Just a quick note, I’ve just verified that my app has been this way on Fly for as long as I’ve been deploying on fly. I’m concerned about why the memory usage is so high on Fly but not locally, but at least I know that I didn’t break something recently :sweat_smile:

I’m also seeing high memory usage on my instance, ~160MB with a simple express server.

Node OOMs are especially tricky to chase down. This might be deeper than you want to go, but it’s worth exporting Node runtime metrics to our metrics service: GitHub - siimon/prom-client: Prometheus client for node.js

That client includes numbers for active handles and GC and event loop lag, all of which are helpful when Node apps stumble. If you get that exporting we can help you with a Grafana dashboard.

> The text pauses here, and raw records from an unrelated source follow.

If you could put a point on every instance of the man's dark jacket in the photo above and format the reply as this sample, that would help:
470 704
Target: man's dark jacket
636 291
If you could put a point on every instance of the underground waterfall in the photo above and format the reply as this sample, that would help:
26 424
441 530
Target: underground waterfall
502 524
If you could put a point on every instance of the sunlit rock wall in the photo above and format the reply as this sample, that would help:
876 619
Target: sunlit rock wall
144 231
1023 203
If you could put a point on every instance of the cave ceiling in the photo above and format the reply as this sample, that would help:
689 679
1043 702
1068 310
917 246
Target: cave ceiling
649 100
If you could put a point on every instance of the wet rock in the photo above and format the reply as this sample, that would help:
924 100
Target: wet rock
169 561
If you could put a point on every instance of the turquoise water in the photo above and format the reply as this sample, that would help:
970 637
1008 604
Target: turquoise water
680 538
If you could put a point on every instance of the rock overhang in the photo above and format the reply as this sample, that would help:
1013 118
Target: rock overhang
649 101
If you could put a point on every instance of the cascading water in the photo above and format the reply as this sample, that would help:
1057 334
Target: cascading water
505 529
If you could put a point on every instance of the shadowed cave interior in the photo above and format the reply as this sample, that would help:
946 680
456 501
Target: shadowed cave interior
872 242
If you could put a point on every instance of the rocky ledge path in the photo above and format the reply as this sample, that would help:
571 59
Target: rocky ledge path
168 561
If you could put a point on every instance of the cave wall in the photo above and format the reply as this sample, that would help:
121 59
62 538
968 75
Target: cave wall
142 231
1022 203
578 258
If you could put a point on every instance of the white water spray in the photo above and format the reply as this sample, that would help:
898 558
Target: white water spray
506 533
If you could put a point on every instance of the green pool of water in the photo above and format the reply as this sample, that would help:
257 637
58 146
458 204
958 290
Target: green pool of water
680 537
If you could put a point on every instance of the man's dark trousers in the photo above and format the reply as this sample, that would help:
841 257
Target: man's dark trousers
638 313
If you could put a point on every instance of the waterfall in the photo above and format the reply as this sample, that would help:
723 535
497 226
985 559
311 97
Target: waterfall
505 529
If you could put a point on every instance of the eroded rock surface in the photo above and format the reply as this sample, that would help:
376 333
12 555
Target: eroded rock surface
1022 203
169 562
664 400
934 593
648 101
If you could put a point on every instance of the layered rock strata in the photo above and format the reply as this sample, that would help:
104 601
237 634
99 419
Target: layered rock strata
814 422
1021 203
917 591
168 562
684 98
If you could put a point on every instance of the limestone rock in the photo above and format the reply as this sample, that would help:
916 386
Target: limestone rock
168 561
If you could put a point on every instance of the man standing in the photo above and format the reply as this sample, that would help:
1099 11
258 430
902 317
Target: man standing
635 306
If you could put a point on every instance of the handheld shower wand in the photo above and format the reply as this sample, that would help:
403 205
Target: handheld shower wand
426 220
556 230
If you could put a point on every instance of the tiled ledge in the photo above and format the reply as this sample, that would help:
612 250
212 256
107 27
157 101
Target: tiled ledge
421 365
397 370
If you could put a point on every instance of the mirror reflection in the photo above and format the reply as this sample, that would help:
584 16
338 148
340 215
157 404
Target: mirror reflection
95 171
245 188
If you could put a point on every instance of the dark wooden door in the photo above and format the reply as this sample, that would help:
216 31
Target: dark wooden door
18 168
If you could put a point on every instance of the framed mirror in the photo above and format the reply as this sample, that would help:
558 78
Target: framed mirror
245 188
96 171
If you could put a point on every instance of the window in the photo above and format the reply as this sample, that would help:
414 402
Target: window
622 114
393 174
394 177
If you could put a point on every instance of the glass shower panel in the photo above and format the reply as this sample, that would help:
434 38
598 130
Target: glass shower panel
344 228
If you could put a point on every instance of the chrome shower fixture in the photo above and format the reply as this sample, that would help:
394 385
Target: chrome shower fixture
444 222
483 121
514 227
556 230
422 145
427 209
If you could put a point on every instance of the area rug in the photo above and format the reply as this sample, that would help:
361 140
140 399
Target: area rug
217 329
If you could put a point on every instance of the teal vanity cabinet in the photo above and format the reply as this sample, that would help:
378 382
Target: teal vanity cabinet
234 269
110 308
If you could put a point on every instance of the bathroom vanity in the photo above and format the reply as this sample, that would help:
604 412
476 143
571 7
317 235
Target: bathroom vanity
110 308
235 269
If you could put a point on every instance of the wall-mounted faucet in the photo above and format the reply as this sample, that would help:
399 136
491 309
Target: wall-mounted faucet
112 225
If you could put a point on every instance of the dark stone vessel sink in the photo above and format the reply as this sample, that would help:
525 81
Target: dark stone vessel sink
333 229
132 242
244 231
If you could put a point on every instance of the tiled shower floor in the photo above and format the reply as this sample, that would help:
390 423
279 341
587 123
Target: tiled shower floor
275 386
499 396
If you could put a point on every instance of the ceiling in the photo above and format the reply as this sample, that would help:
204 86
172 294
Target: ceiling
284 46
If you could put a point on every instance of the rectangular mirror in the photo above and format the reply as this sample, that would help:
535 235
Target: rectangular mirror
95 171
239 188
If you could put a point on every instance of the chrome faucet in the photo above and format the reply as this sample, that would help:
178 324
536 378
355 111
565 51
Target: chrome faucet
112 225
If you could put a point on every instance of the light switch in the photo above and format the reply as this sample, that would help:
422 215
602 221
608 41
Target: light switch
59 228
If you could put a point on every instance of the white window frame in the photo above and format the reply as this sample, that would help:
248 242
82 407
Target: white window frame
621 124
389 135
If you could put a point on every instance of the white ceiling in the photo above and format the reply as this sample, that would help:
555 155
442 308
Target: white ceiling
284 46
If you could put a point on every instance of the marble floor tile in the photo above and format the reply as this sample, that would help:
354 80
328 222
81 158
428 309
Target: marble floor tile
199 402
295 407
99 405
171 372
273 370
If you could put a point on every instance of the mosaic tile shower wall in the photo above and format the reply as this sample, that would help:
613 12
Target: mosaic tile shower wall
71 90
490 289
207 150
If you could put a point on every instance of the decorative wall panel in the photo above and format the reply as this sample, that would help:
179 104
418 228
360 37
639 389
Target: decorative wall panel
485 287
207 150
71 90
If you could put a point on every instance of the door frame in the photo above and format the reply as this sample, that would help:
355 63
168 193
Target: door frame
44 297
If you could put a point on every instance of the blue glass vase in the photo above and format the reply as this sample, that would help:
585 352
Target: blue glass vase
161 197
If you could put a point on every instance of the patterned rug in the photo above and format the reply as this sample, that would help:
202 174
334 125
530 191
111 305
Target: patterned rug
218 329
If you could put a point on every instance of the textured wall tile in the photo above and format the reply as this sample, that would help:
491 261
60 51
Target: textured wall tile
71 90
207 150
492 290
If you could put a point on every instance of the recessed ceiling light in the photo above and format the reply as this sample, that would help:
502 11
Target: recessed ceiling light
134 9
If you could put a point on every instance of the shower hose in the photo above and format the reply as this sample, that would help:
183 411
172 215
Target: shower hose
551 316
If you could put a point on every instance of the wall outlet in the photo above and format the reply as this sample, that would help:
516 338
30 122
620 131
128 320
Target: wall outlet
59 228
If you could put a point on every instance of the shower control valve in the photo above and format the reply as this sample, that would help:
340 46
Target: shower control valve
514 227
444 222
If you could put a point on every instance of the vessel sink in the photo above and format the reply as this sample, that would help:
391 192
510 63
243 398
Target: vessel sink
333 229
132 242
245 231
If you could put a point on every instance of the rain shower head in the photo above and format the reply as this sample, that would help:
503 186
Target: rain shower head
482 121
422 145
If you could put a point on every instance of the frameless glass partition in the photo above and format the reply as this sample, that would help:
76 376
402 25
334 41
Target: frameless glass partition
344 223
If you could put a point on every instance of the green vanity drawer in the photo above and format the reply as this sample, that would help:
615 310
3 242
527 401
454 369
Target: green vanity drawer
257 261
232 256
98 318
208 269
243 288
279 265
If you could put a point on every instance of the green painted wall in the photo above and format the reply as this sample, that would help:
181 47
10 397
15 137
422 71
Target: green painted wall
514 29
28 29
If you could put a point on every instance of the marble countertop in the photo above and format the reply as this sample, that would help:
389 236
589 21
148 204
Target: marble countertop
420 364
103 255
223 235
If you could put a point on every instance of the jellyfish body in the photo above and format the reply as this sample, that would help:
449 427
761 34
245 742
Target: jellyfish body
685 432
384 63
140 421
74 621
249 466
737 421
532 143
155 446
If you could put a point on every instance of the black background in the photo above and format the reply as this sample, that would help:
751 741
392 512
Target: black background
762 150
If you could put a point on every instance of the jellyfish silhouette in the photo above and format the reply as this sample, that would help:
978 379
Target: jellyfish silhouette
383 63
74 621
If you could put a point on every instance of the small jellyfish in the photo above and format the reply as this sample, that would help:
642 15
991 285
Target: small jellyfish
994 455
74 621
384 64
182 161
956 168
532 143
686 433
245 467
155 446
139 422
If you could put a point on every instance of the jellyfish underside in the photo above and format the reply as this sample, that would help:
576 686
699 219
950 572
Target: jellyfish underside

~160MB for the whole “system” is probably ok. Some used memory is disk cache, which is only kind of “in use”.

I hadn’t considered that. How much memory overhead is there in fly running generally? Would that explain the ~180MBs of extra memory used (the ~40MBs I measured locally vs the ~220MBs on Fly)?

There’s very little from us, easily <5MB. Probably closer to 1MB at any given time. But since you’re running in a VM, you get all the OS related memory allocations to think about too. Here’s how one of your VMs was using memory recently:

That yellow section (RAM used) is most likely what node is doing. The Cach + Buffer (blue) is the operating system’s cache, which gets evicted when your process needs it.

It seems like your node process grabbed 240mb RAM at one point, and then settled, then bounced back up a little.

We need to make it easier to setup Grafana so you can see all this. It’s a pain in the ass the first time you start trying to use it, after that it’s incredibly helpful.